Atom -> Preferences -> Packages -> (Search for Babel) -> Grammar -> Tab Length

Make sure the appropriate Grammar, There's "Babel ES6 Javascript Grammar", "language-babel-extension Grammar" as well as "Regular Expression". You probably want to update all of them to be consistent.

1
votes

If global tab/spaces indentation settings no longer fit your needs (I.E. you find yourself working with legacy codebases with varied indentation formats, and you need to quickly switch between them, and the auto-detect isn't working) you might try the tab-control plugin, which sort of duplicates the functionality of the menu in your screenshot.

1
votes

When Atom auto-indent-detection got it hopelessly wrong and refused to let me type a literal Tab character, I eventually found the 'Force-Tab' extension - which gave me back control.

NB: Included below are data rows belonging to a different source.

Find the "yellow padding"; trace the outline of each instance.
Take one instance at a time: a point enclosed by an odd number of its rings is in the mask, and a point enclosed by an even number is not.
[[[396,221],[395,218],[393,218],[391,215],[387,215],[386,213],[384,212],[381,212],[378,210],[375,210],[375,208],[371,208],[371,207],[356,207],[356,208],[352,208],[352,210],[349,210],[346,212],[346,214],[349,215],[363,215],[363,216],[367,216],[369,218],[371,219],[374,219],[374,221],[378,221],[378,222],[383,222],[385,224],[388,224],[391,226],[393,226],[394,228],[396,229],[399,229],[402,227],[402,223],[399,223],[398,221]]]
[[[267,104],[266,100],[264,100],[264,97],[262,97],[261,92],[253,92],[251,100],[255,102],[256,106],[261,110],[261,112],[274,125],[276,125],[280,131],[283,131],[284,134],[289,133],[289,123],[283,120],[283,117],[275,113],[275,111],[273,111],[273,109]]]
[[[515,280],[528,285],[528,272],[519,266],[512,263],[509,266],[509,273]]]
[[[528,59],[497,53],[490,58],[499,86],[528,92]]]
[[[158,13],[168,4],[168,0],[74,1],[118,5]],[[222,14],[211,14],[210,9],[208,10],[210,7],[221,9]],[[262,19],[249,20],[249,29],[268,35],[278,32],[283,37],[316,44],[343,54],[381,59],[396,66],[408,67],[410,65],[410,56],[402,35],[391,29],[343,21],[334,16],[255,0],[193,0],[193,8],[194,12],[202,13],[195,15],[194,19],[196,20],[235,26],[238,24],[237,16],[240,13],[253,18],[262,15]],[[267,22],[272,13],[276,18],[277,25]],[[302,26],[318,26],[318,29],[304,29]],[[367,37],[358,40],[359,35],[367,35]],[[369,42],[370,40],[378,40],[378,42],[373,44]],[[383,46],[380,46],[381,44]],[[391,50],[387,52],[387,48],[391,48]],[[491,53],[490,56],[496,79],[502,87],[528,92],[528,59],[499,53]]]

I wanted to keep shift-tab for outdenting, so set ctrl-tab to insert a hard tab. In my keymap I added:

'atom-text-editor': 'ctrl-tab': 'force-tab:insert-actual-tab'

1
votes

Changing language-specific configuration

I changed the default tab settings, and it still did not impact when I was editing my files, which were Python files. It also did not change when I modified the "*" setting in ~/.atom/config.cson . I don't have a good explanation for either of those.

However, when I added the following to my config.cson, I was able to change the tab in my Python files to 2 spaces:

'.source.python':
  editor:
    tabLength: 2

Thanks to this resource for the solution: Tab key not respecting tab length

0
votes

All of the most popular answers on here are all great answers and will turn on spaces for tabs, but they are all missing one thing. How to apply the spaces instead of tabs to existing code.

To do this simply select all the code you want to format, then go to Edit->Lines->Auto Indent and it will fix everything selected.

Alternatively, you can just select all the code you want to format, then use Ctrl Shift P and search for Auto Indent. Just click it in the search results and it will fix everything selected.